When Firefox was the new browser in town, I used to swear by it. Over the years, Chrome’s speed eventually took its place. I liked the fact that Chrome was faster, simpler, and had the revolutionary “incognito mode,” which I definitely used only for science and nothing else. I used Chrome with wild abandon for the next decade or so. Lately, however, given how Google has a habit of tracking each and every little action you perform on their platform, I’ve uninstalled Chrome and returned to Firefox. Welcome home, Firefox. I’ve missed you.

2. DuckDuckGo –> Google

I think this one is pretty obvious. If the goal is to get away from the behemoth in the room, it’s quite necessary to replace your search engine, and one of Alphabet’s main products.
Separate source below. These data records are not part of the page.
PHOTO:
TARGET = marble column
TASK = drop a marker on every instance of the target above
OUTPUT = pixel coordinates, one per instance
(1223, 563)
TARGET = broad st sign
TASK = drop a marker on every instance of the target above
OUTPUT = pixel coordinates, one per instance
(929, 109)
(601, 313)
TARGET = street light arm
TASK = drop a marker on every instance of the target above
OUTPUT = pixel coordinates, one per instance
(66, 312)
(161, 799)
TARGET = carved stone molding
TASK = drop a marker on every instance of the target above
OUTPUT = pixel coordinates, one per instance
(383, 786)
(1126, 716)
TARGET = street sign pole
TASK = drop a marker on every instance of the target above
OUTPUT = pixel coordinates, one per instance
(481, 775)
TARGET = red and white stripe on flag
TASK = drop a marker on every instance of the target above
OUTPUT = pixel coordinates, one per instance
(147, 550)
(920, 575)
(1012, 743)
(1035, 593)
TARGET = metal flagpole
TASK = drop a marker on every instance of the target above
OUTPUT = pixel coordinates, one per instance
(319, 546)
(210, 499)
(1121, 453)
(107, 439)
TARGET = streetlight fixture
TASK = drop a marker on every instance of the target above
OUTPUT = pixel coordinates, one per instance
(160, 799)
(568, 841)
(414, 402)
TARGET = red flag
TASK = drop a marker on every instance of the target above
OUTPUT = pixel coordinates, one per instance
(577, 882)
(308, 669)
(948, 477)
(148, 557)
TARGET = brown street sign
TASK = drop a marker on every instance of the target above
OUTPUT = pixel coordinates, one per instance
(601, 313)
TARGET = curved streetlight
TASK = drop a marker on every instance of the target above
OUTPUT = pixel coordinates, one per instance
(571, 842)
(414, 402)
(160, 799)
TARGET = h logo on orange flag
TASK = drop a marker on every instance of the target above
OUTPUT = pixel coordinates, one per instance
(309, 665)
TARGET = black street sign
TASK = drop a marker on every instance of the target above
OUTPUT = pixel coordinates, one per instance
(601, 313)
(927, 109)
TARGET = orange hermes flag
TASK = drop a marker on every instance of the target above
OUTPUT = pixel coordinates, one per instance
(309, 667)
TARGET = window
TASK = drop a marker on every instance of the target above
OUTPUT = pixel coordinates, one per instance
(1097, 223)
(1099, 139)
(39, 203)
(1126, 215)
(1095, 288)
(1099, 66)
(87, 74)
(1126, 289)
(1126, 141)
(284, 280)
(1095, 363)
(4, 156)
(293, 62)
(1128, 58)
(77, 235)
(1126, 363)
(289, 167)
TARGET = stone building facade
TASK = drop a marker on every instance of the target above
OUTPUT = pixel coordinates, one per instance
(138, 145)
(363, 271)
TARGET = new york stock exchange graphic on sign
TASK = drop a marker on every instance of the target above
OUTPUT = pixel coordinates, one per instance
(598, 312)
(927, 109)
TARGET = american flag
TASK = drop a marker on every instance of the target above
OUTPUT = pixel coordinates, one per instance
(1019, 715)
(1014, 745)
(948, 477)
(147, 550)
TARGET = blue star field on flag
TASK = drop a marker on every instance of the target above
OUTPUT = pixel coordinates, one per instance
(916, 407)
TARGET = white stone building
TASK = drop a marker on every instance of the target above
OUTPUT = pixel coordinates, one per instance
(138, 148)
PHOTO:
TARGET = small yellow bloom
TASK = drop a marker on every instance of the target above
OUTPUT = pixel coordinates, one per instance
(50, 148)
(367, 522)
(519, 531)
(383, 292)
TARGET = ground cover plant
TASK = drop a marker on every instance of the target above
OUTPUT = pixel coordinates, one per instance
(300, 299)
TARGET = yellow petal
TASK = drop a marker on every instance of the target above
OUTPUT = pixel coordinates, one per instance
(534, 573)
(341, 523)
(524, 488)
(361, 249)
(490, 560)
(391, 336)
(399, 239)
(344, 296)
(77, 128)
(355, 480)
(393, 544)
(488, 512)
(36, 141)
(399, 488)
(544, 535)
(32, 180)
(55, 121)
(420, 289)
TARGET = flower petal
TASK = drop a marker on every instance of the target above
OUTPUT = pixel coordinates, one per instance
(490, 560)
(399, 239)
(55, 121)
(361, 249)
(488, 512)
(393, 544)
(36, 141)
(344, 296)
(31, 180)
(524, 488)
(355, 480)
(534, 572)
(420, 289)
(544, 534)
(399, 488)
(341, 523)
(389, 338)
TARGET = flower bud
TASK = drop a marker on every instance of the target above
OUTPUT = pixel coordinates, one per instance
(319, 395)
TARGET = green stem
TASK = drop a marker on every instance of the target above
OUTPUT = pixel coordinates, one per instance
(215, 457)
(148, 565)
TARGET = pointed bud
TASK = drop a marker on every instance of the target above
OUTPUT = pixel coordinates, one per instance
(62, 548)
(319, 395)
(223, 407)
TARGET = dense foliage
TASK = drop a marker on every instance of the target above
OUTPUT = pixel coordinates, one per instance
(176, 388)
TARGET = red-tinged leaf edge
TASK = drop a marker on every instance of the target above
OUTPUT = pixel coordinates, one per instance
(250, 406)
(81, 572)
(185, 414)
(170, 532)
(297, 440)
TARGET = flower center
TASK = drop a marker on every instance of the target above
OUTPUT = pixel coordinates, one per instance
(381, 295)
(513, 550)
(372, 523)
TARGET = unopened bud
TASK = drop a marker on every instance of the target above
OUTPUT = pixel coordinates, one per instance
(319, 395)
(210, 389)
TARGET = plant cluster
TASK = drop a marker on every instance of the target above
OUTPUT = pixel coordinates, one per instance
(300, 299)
While I toyed around with the idea of using Bing, moving from one big player to another smaller one didn’t seem all that attractive, even if there are certain off-label benefits. In the end, I settled on DuckDuckGo. DuckDuckGo puts privacy first, doesn’t track people by their search results, and is getting more powerful every day, a good fit for me.

3. Cloudflare’s 1.1.1.1 –> Google’s 8.8.8.8

Why I switched to 1.1.1.1? Because Google collects your data to sell to advertisers. Cloudflare promised they won’t.